Gurley presented a few other examples of regulatory capture before highlighting a case that’s more relevant today: A.I.
He shared onscreen a New York Times article from May entitled, “OpenAI’s Sam Altman Urges A.I. Regulation in Senate Hearing.”
“Sam’s just getting started,” Gurley said, referring to OpenAI CEO Sam Altman. “He wants regulation, too.” OpenAI, the maker of A.I. chatbots ChatGPT and GPT-4, is widely seen as being far ahead of rivals.
“There’s a really scary thing in this A.I. space,” Gurley said. “The incumbents that are running to meet with…the government are spreading something that I don’t think is accurate or fair: They’re spreading a negative open-source message, and I think it’s precisely because they know it’s their biggest threat.”
If large language models (LLMs)—which power A.I. chatbots like ChatGPT—are open source, the reasoning goes, more startups will be able to innovate and challenge incumbents. By contrast, the LLMs of OpenAI and Google (with its ChatGPT rival Bard) are not generally available for public scrutiny.
Tesla CEO Elon Musk, who cofounded OpenAI but later drifted away from it, tweeted in February: “OpenAI was created as an open source (which is why I named it ‘Open’ AI), non-profit company to serve as a counterweight to Google, but now it has become a closed source, maximum-profit company effectively controlled by Microsoft. Not what I intended at all.”

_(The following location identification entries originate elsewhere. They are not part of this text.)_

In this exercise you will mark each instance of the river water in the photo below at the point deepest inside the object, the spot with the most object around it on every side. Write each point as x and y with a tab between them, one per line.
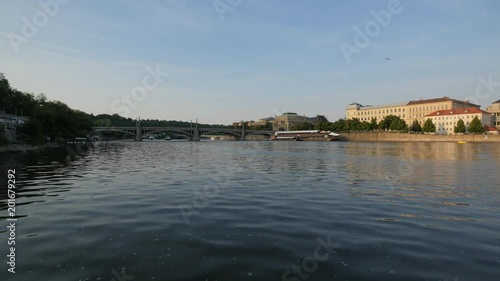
219	210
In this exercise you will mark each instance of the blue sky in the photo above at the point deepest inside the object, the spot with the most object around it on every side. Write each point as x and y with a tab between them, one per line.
259	59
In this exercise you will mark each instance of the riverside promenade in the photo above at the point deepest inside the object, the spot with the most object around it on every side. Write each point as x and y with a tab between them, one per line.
405	137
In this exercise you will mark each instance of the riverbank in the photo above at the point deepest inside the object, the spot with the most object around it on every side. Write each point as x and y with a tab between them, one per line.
405	137
15	148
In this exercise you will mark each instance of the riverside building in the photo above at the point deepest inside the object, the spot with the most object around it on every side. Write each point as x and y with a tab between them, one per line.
408	111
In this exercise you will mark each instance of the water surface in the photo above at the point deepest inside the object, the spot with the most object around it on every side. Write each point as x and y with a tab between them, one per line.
256	211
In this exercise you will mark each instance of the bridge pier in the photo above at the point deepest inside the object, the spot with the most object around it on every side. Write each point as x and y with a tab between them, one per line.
138	133
196	136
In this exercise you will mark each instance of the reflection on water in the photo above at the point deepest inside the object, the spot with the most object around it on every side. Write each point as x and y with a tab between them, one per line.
253	210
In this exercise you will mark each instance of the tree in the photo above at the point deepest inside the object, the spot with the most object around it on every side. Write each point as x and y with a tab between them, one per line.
460	127
475	126
415	127
429	126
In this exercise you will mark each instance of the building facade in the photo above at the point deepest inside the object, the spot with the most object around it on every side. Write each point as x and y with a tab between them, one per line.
446	120
494	109
408	111
287	120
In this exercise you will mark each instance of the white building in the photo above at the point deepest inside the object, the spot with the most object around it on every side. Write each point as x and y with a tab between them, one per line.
446	120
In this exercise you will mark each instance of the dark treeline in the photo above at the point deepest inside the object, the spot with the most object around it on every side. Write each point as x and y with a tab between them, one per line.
57	121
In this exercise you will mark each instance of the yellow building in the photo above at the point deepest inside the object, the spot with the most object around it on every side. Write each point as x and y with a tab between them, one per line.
408	111
446	120
494	109
288	119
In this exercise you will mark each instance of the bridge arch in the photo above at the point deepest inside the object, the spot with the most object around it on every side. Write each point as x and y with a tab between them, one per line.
262	133
115	130
180	132
222	131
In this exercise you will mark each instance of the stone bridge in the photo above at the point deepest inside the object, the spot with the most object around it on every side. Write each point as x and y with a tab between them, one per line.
193	134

Altman and Microsoft have denied this characterization, and Ilya Sutskever, OpenAI’s chief scientist and cofounder, shared his thoughts on the reasons for the switch away from open source in an interview with The Verge in March:
“We were wrong. Flat out, we were wrong. If you believe, as we do, that at some point, A.I.—AGI—is going to be extremely, unbelievably potent, then it just does not make sense to open-source. It is a bad idea…I fully expect that in a few years it’s going to be completely obvious to everyone that open-sourcing A.I. is just not wise.”
He added that “at some point it will be quite easy, if one wanted, to cause a great deal of harm with those models.” He also noted, however, that “the safety side is not yet as salient a reason as the competitive side,” and “there are many, many companies who want to do the same thing.”

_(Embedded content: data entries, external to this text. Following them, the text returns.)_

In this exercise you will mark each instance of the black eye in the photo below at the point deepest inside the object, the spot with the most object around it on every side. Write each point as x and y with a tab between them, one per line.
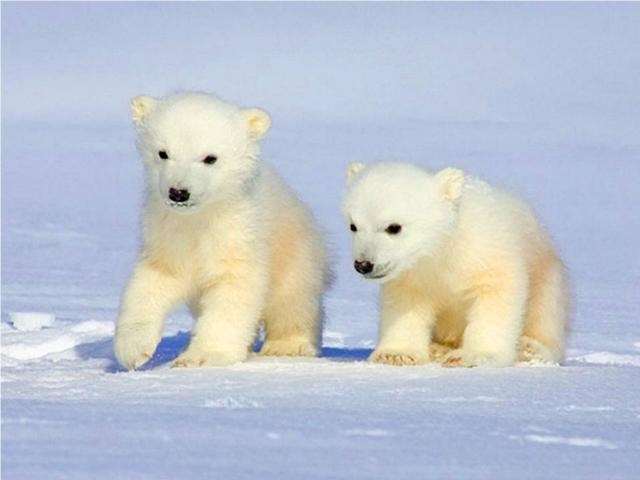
393	229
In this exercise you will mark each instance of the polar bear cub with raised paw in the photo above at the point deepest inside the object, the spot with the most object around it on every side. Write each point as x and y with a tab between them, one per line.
223	233
468	275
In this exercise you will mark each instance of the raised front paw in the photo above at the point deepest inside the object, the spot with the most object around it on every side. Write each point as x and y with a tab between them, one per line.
134	345
399	357
466	358
202	357
289	348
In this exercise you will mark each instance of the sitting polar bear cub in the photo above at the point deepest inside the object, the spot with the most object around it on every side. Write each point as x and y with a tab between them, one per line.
221	232
461	264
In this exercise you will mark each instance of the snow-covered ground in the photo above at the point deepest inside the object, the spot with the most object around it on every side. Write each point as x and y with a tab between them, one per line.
543	99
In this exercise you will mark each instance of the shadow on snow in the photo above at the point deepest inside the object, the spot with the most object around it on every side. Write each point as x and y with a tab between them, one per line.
170	347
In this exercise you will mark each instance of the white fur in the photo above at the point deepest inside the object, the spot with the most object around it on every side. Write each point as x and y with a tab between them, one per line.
243	249
471	270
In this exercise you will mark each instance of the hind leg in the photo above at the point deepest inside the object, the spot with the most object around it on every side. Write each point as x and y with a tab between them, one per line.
548	310
292	327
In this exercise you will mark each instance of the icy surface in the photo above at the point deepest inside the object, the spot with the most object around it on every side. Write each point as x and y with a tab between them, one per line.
31	321
544	99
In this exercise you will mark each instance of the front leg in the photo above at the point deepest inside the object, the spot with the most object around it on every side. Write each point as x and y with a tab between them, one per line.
495	323
407	320
149	296
229	317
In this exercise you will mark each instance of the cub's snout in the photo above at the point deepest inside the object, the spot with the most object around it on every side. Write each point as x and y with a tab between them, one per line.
363	267
179	195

Altman himself told lawmakers in May, “We don’t wanna slow down smaller startups. We don’t wanna slow down open source efforts,” while adding, “We still need them to comply with things.”
Marc Andreessen, a general partner at VC firm Andreessen Horowitz, has railed against regulatory capture in the A.I. space, warning in June of “CEOs who stand to make more money if regulatory barriers are erected that form a cartel of government-blessed AI vendors protected from new startup and open source competition.”
Gurley said Llama 2 from Meta, one of the leading open-source LLMs, “is actually super interesting.”
Silicon Valley notables including Andreessen, YCombinator cofounder Paul Graham, and Greylock partner Reid Hoffman have signed a statement of support for Llama 2 that reads:
“We support an open innovation approach to AI. Responsible and open innovation gives us all a stake in the AI development process, bringing visibility, scrutiny and trust to these technologies. Opening today’s Llama models will let everyone benefit from this technology.”
Towards the end of his presentation, Gurley warned that “if you care about prosperity and you kill innovation, you’re going to kill prosperity.”
He ended his talk by referring back to its “2,851 Miles” title.
“The reason Silicon Valley has been so successful,” he said, “is because it’s so f***ing far away from Washington, D.C.